My golden rule of travel is No Tours.  I like being independent and making my own arrangements.  I like guiding myself through an attraction at my own pace, with the freedom to dwell on something that captivates me, or to jet when I’m bored.  The S.O. likes hiring our own car, which gives us even more freedom to explore where we want, when we want.

But we made an exception to our no-tour rule for our day trip to Tikal — mainly because we would have been crossing the Belize-Guatemala border in a rental car, which we didn’t want to fuss over.

And at the end of the day, we were both so surprisingly happy with the tour — our local guide gave us so much insight about Tikal and life in rural Guatemala, which we never would have learned on our own.  Scroll through for some shots around Tikal National Park and some Tikal travel tips.


Temple IV is the only climbable temple on the site:


It’s an easy climb on a wooden staircase zigzagging up one side — you’re not climbing the [surprisingly steep] rock staircase on the front face of the temple.  The rewarding view and the welcome breeze are well worth the stair-climb.
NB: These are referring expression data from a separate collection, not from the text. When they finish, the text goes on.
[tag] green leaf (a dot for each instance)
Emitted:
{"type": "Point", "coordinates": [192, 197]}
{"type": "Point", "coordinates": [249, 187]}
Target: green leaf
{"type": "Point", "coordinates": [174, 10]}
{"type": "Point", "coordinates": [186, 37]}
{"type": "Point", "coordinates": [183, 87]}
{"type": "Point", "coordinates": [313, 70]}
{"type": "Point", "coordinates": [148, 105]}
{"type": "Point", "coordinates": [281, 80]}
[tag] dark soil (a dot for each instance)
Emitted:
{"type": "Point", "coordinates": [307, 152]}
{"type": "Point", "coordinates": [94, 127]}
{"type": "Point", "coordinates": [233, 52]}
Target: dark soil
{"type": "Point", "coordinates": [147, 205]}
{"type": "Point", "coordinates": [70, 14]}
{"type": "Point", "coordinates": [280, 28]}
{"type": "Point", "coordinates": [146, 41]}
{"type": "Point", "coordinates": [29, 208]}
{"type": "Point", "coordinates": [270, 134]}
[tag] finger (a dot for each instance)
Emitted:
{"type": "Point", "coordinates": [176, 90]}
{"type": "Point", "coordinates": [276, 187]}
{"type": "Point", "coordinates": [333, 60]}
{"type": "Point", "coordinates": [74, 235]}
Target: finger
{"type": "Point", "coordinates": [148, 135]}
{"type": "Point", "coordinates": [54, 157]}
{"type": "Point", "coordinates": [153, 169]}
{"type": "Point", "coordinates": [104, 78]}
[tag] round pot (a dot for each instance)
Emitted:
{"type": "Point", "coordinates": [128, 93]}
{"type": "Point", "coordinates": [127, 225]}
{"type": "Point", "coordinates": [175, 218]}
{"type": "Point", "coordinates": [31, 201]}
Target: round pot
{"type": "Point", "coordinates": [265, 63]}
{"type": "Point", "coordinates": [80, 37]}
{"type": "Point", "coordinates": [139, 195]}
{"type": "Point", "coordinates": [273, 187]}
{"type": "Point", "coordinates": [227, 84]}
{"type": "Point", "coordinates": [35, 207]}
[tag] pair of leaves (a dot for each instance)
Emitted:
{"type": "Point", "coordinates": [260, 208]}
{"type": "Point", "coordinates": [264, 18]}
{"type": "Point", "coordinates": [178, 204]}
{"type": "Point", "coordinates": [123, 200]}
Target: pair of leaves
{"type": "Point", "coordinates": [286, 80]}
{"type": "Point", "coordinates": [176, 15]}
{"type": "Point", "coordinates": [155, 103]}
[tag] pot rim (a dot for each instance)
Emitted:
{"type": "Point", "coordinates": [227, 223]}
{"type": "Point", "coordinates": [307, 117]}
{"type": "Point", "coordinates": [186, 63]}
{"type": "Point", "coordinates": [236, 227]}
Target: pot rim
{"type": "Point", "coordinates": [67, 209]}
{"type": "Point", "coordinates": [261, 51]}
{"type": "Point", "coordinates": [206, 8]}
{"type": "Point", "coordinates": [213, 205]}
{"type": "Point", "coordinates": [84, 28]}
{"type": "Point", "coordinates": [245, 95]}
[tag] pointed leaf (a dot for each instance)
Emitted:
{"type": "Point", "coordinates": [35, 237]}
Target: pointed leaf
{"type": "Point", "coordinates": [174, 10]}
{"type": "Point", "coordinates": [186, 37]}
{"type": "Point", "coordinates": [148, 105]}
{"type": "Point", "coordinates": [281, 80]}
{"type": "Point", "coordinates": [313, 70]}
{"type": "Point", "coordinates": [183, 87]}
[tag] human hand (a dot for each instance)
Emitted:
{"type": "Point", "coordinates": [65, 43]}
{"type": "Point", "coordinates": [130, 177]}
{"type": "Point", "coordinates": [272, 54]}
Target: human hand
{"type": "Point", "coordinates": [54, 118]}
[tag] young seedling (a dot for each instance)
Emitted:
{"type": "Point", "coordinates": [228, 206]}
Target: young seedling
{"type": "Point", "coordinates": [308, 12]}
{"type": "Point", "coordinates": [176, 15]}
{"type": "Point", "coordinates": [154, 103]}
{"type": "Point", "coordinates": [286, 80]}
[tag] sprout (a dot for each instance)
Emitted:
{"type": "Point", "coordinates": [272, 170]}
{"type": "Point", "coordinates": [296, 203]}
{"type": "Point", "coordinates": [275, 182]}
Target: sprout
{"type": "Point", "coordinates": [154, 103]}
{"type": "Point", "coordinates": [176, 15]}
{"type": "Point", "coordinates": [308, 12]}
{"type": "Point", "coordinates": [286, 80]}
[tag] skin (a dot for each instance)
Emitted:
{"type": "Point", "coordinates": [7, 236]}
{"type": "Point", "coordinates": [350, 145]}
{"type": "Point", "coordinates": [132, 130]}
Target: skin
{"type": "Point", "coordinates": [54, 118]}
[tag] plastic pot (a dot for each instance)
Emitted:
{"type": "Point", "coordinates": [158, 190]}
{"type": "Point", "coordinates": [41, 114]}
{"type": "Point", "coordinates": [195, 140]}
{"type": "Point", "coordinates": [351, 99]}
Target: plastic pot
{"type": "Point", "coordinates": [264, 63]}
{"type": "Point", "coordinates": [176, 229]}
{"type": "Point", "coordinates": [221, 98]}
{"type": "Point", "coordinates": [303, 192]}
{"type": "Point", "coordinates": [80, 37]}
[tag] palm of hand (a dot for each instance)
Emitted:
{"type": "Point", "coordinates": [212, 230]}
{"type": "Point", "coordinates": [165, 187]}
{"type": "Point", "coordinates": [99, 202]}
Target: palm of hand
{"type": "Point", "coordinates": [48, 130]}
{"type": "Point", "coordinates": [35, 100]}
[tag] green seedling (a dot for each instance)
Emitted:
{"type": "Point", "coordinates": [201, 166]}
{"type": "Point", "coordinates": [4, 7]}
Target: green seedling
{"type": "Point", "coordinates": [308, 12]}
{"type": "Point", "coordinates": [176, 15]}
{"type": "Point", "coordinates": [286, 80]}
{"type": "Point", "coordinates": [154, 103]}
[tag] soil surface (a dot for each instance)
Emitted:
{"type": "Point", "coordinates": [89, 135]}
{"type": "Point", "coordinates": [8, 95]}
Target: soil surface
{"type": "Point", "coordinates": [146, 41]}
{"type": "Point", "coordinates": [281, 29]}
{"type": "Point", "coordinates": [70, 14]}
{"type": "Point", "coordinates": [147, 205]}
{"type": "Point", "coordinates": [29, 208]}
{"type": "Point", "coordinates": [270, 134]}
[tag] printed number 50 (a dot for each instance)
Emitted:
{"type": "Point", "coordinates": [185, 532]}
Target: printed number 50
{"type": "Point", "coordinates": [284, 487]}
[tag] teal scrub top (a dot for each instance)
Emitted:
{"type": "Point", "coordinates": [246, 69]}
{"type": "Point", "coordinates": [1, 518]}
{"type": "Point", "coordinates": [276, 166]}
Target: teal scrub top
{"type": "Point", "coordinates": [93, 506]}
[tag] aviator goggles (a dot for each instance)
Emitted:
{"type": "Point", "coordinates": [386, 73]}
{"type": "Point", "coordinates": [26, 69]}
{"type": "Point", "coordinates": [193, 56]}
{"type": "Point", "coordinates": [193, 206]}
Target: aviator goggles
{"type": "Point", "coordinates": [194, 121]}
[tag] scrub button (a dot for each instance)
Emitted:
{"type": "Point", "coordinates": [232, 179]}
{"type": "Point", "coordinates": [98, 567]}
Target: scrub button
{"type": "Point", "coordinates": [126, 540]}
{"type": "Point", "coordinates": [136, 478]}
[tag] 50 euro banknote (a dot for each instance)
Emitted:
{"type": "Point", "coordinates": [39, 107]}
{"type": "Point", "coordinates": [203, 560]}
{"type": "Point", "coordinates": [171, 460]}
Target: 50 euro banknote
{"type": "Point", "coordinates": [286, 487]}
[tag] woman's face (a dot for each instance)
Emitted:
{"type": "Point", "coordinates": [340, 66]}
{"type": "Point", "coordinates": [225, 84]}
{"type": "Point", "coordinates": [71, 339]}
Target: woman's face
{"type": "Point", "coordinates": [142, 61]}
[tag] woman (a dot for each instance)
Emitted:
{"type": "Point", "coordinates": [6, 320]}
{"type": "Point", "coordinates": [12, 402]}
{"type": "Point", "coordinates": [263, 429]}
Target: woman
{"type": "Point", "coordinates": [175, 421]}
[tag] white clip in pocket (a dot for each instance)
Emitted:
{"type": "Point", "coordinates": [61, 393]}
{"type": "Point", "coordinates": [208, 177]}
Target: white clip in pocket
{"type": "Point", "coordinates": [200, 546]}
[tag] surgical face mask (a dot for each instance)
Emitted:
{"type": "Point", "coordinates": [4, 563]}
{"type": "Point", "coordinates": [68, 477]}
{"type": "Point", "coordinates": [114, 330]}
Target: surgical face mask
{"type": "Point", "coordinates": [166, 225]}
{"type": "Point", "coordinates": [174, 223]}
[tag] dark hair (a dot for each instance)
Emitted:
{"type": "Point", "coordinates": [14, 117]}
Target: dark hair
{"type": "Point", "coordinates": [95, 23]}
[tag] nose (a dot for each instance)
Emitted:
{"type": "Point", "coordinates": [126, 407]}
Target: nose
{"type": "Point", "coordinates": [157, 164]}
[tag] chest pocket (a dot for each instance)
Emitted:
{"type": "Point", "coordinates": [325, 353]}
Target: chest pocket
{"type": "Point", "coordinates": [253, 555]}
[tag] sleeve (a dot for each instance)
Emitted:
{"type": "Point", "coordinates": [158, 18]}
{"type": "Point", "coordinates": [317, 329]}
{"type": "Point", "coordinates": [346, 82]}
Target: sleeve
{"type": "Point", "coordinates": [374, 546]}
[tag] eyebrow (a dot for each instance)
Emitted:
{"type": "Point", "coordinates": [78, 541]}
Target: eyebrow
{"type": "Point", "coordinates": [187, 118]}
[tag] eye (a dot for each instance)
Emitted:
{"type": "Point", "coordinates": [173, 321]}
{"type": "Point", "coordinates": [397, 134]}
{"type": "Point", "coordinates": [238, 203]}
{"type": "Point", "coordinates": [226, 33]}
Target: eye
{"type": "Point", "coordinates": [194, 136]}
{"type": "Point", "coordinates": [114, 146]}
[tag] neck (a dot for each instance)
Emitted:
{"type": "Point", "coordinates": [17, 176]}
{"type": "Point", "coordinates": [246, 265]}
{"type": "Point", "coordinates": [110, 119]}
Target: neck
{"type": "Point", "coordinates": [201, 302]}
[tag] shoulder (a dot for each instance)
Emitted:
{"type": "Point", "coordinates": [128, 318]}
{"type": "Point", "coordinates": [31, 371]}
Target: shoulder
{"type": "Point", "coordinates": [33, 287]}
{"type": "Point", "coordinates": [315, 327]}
We learned that the difference between a pyramid:


…and a temple:


…is that temples contain a sanctuary on top, which was used for ceremonial purposes, while pyramids have a flat top and are more often used as tombs or to pay tribute to a god.

Most of the structures at Tikal have not been uncovered, as wind and rain will more rapidly erode the uncovered structures.  Walking around the grounds, every little “hill” is really a buried temple or pyramid.
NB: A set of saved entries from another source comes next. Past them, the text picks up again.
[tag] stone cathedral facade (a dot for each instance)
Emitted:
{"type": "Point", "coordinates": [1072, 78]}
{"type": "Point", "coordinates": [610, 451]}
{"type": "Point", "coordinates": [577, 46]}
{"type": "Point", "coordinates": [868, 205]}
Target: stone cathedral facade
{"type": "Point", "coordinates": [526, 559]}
Because Tikal is relatively isolated — a good 2-3 hour drive from a town with considerable tourist infrastructure — many visitors to Guatemala and Belize [an increasing popular destination for Americans] skip it.  But Tikal is one of the largest and most significant Mayan sites in Central America, and should not be missed!  Here are some tips for how to incorporate Tikal into your Belize trip:

  • Get to San Ignacio.  San Ignacio, Belize, is the ideal home base for exploring ancient Mayan history as well as the rivers and jungles of upcountry Belize.  The Xunantunich and Cahal Pech sites are only minutes from downtown, and Caracol, Tikal, and Actun Tunichil Muknal Cave are all within 3 hours.  You’ll find ample lodging and dining options, and numerous tour companies downtown will accommodate you next-day.  Most hotels will also arrange tours for their guests.  Hire a car at the airport in Belize City and drive the easy 2.5 hours to San Igancio.
  • Consider the included costs on your tour.  Look for a tour that covers the cost of the border crossing, Tikal National Park entry fees, and lunch — with all of these costs included, a $125 per person tour becomes a good value.  You’ll also be spent after walking through the hot, humid park all morning, so having someone to pilot the vehicle on the 3 hour drive back to your hotel is a nice treat.
  • You can eat at the park.  You’ll find a little restaurant near the Tikal parking lot, where you can refuel after walking around the park.  There are also snack and beverage vendors at several locations in the park — mostly at major sites such as Temple IV and the Grand Plaza.
  • Bring bug spray and wear good walking shoes.